Fun list, I'm glad there is language around some of this. I've drank ayahuasca around 500 times personally in a traditional context (somewhat of an apprenticeship setting) and have experienced most of these effects. In the tradition I've been learning, it's pretty fascinating just how vast the indigenous understanding of that space is- they really have words for everything and the mechanisms behind what they see (as well as an understanding of how those things manifest outside of that space, in normal waking life). And more importantly how those things can be worked with and released through the practice. We're really only beginning to scratch the surface here (in the "western" context) but at least it's starting.

That's crazy?

Once a week for 10 years? Everyday for almost 2?


One of my old friends got involved with a group drinking ayahuasca frequently.

In their case they were taking lower doses than are traditionally associated with the one-off stories you hear about people traveling for ceremonies. There is also a tolerance build up that lessens the overt effects.

However, it still resulted in some major mental health issues over time. He was outwardly happy and cheerful, but the longer you talked to him the more you realized he had developed impossible ideas about reality, distorted (and easily debunked with photos and other records) memories of past events, and a lot of mystical ideas about the world.

He had mostly learned to hide them from people who weren’t in his group. When you got a couple of them ayahuasca people together and they started talking about mysticism, telepathy, and dismissing “western science” it started to reveal how far he was down the rabbit hole.

He has since gone MIA, though we get signs that he’s still alive and active from time to time via social media.
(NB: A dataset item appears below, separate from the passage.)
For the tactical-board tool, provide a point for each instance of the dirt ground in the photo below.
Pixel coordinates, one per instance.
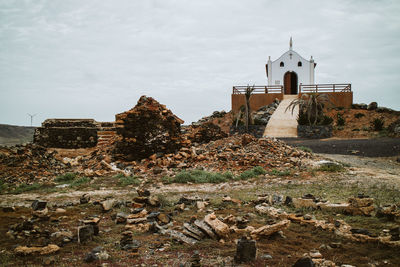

The way it changed him was scary, though.


This is common with some groups unfortunately. I've seen a lot of "casual" drinkers with big ideas show up at our center and are a little taken aback by how grounded the traditional ways are. A lot of people use it to escape and build stories instead of dispelling them. I don't blame anyone in these situations- everyone is on their own journey- but it can be a heck of a pitfall to get stuck in if you're new and actually trying to heal. The hippy-dippy spiritual tourists are stuck there and taken advantage of.

The place I was at drinks 4 times a week (9-10 months out of the year), I usually did twice/week. The shamans drink every time, thousands of ceremonies under their belts over many years.

What I find very interesting is the strong resemblance to dreams some generative image/video AI can produce.

It makes sense though. Our brains are constantly trying to recognize familiar out of everything it sees. The DeepDream from Googs does essentially the same thing. Starting with static, it "finds" patterns that then leads to seeing even more patterns that start to be recognizable. Or the other system that kept finding Ryan Gosling in images he clearly was not in. The DeepDream starting with static definitely reminds me of closing my eyes and watching the show with a head full of something.

I had struggled to describe a bad trip I'd had until some of the text-to-video models from a few years ago became more accessible and nailed the morphing visuals and general uneasiness I'd felt, of course it was unintentional. The recent increase in quality has erased those features for better or for worse.